3. Move apps from your phone's home page
Sometimes it just becomes a habit to open up your apps, even when you have no particular reason to. Moving them to a more obscure location on your phone will cause you to put in a little more effort to open them and hopefully think a little harder about why you're opening them.

4. Turn off social media notifications
Seeing those little numbers beside your icons or feeling your phone vibrate in your pocket is a trigger for you to immediately open up your app. There is no mindfulness involved which is a dangerous place for your brain when you're on an app specifically designed to suck you into its content.

5. Leave your phone off your body
Having your phone in your pocket can get you into the habit of mindlessly pulling it out all the time.

6. Replace checking your phone with a different action
Every time you pull out your phone and start to mindlessly open an app, start replacing it with a different action. Do a few squats, write a few lines in your journal, or read a chapter of a book.

7. Go on a social media fast
Choose a day, weekend, or week and go completely screen free except for necessary phone calls or texts. This will give your brain a chance to reset from mindless habits.
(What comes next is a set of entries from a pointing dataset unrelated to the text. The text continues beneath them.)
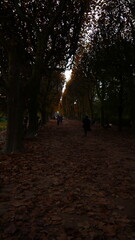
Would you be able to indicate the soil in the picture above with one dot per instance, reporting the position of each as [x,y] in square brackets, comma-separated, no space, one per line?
[67,186]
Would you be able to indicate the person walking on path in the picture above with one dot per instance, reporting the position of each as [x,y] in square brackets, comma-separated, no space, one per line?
[86,125]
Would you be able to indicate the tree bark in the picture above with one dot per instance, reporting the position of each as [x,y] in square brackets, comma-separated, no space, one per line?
[14,139]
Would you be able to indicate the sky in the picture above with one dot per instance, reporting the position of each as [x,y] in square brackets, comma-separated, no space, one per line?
[67,75]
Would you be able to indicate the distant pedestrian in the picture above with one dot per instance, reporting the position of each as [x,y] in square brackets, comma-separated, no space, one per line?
[58,119]
[86,125]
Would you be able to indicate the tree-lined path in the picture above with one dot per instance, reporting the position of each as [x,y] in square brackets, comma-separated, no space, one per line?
[69,187]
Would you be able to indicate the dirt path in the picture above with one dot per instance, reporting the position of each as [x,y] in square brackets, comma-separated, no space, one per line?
[69,187]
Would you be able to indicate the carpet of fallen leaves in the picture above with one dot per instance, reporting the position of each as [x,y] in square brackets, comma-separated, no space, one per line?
[66,186]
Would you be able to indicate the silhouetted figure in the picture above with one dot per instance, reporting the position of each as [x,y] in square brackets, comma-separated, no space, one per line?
[86,125]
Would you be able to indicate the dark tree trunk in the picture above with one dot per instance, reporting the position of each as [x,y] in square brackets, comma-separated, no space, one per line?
[120,108]
[14,140]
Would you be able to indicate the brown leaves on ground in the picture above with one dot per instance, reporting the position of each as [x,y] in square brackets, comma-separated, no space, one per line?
[69,187]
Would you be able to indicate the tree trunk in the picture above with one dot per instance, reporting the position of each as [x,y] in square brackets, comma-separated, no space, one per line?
[120,108]
[14,140]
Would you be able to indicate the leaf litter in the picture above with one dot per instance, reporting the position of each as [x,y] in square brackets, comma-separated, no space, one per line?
[69,187]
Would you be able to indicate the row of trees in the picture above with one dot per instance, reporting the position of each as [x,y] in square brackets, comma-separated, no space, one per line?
[103,78]
[37,39]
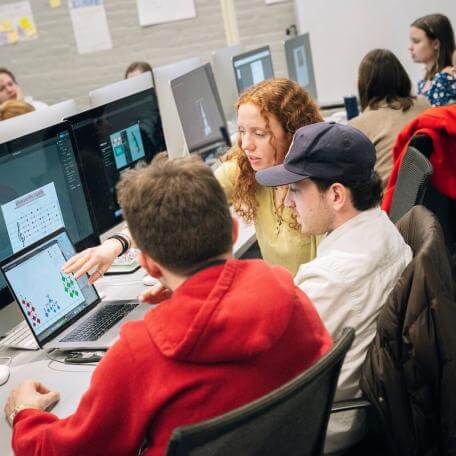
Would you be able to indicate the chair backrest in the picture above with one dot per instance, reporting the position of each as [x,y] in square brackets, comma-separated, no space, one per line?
[412,182]
[290,420]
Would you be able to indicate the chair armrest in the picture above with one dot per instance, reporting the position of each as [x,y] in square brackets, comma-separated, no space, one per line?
[351,404]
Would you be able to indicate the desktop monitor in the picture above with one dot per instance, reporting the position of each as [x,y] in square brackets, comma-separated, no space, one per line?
[200,109]
[36,120]
[111,139]
[170,119]
[252,67]
[121,89]
[40,191]
[222,63]
[299,63]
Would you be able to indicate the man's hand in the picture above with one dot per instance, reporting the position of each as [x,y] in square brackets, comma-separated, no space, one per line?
[32,394]
[155,294]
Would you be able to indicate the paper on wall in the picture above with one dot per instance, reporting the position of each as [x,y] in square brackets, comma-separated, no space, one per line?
[16,23]
[90,25]
[158,11]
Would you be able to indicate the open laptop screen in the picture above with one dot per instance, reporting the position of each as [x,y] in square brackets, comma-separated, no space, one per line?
[48,298]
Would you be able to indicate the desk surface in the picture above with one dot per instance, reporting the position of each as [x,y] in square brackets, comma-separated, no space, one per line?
[71,381]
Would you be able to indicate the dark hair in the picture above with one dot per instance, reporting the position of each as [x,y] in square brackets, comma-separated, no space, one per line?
[364,195]
[141,66]
[438,27]
[8,72]
[381,76]
[176,211]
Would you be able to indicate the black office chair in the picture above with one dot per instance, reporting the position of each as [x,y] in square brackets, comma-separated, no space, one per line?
[290,420]
[412,182]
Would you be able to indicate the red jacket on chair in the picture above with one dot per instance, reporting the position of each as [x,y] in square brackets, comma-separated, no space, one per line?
[439,123]
[228,335]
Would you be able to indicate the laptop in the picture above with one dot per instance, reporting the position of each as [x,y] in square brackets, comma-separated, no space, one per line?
[62,312]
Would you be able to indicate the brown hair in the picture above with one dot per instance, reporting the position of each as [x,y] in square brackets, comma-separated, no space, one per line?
[381,77]
[13,108]
[176,211]
[141,66]
[438,27]
[8,72]
[293,107]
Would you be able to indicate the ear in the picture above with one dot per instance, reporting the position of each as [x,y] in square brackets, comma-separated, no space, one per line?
[339,196]
[152,267]
[235,230]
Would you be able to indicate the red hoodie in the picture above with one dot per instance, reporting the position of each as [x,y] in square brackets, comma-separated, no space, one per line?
[440,124]
[229,334]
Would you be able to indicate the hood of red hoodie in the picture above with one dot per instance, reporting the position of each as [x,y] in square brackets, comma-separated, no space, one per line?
[229,312]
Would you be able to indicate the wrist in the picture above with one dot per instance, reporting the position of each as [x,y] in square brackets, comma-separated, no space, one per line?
[18,409]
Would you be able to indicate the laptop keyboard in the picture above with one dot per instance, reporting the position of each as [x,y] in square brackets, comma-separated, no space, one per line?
[98,323]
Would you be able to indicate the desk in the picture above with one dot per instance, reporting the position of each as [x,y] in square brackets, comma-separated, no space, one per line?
[72,380]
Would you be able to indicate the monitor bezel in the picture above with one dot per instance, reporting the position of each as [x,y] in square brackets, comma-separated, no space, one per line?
[243,55]
[28,140]
[207,68]
[304,39]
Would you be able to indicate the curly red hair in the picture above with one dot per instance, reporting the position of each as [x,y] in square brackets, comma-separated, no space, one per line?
[293,107]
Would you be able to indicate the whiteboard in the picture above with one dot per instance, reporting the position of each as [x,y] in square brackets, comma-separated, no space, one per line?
[342,32]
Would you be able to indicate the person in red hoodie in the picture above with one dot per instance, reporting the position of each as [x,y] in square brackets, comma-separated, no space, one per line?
[229,331]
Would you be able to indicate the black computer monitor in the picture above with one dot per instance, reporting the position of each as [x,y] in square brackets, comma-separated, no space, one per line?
[200,109]
[299,63]
[252,67]
[40,191]
[111,139]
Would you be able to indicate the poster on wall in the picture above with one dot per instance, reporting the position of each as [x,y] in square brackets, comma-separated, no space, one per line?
[90,25]
[158,11]
[16,23]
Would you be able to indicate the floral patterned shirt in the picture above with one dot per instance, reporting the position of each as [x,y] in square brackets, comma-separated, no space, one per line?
[442,90]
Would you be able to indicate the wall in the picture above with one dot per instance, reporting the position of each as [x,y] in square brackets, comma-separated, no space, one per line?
[50,68]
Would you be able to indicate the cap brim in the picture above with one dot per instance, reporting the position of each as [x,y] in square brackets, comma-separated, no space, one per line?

8. Use an app to restrict your social media usage to certain times of day
I use the AntiSocial app  on my Android. I'm sure there are similar apps for iPhone. It gives me a lot of options for choosing which apps to restrict and when to restrict them. I asked my husband to set the password for the restrictions so that I can't cheat and log myself back in.

9. Give yourself permission to use social media at the right times
Don't view social media as the forbidden fruit, which only draws you to it more strongly. View it as the valuable tool that it is, and use it with intention. Using an app to restrict my usage has helped me be much more mindful and intentional when I do get on. I know that I only have a certain amount of time, so I'm careful to prioritize looking at and commenting on the content that is truly important for me to see.
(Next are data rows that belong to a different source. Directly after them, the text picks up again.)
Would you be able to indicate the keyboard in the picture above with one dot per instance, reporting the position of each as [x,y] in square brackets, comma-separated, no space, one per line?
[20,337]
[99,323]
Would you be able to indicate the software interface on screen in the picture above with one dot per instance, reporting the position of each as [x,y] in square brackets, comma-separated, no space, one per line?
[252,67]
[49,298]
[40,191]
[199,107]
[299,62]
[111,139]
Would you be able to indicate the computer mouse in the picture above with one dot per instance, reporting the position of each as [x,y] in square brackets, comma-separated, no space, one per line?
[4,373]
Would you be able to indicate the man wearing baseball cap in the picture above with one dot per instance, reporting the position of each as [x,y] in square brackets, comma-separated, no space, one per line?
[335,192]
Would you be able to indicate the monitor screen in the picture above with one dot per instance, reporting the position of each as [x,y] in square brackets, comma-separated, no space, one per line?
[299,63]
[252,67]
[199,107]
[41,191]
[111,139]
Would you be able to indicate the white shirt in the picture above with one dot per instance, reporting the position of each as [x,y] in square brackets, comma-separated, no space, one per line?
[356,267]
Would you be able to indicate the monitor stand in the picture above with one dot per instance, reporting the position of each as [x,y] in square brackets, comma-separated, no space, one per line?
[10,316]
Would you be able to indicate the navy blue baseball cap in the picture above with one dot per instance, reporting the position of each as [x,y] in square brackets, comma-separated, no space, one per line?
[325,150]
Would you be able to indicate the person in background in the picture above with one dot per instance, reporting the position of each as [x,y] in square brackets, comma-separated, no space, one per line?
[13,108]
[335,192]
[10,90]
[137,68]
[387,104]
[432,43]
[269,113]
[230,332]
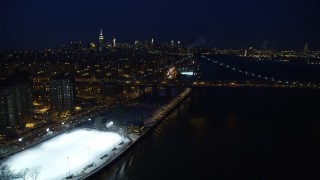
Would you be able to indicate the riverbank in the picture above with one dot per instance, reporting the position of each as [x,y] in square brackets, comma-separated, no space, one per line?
[149,125]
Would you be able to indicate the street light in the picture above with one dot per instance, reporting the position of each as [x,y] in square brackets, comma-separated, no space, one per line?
[88,154]
[68,165]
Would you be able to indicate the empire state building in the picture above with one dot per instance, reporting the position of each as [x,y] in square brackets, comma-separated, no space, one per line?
[101,39]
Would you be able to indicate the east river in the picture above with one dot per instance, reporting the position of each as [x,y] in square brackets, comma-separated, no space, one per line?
[232,133]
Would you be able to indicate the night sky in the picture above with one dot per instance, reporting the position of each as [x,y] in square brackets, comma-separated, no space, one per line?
[276,24]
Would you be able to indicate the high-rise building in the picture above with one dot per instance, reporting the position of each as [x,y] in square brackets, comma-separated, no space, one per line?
[306,48]
[101,39]
[62,96]
[7,112]
[114,42]
[15,105]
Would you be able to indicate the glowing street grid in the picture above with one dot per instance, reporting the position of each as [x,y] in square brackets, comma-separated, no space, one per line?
[70,151]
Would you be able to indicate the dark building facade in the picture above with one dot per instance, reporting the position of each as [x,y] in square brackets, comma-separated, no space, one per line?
[15,106]
[62,96]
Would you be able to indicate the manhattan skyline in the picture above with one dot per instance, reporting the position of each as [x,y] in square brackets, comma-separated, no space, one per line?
[269,25]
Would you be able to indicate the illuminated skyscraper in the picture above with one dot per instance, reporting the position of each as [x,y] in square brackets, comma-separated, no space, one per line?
[306,48]
[114,42]
[101,39]
[15,105]
[61,96]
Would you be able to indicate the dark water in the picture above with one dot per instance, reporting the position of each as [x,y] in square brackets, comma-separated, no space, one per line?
[225,133]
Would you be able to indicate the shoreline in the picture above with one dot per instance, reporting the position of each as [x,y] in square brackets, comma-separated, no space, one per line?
[150,126]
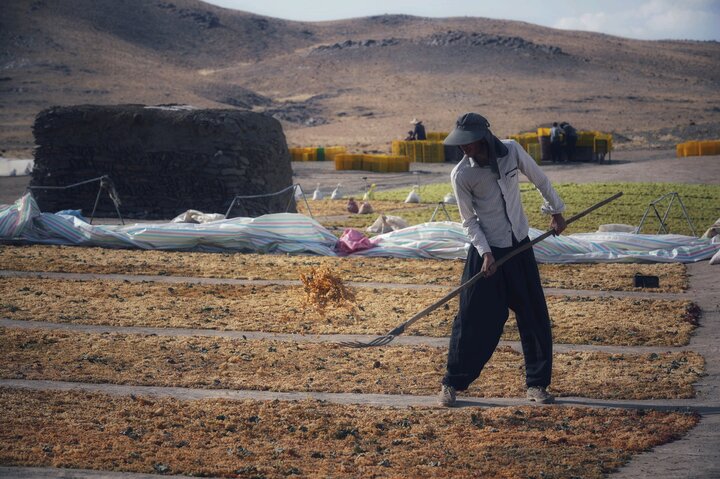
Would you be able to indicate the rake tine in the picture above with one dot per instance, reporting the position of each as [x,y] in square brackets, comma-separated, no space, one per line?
[379,341]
10. Remove apps from your phone
If necessary, remove the temptation completely by getting rid of your apps altogether. If you do this, you might want to ask someone else to set a password on your phone for adding and deleting apps so that you won't be able to download them again.

There is no reason to feel guilty about using social media. It can be a very valuable, worthwhile thing when used with intention. I hope these boundaries will help you use your time wisely!

Social media isn't the only aspect of online life that can eat our time away. The good news is that with intention, there is a whole lot we can do to ensure we are accomplishing more with our time.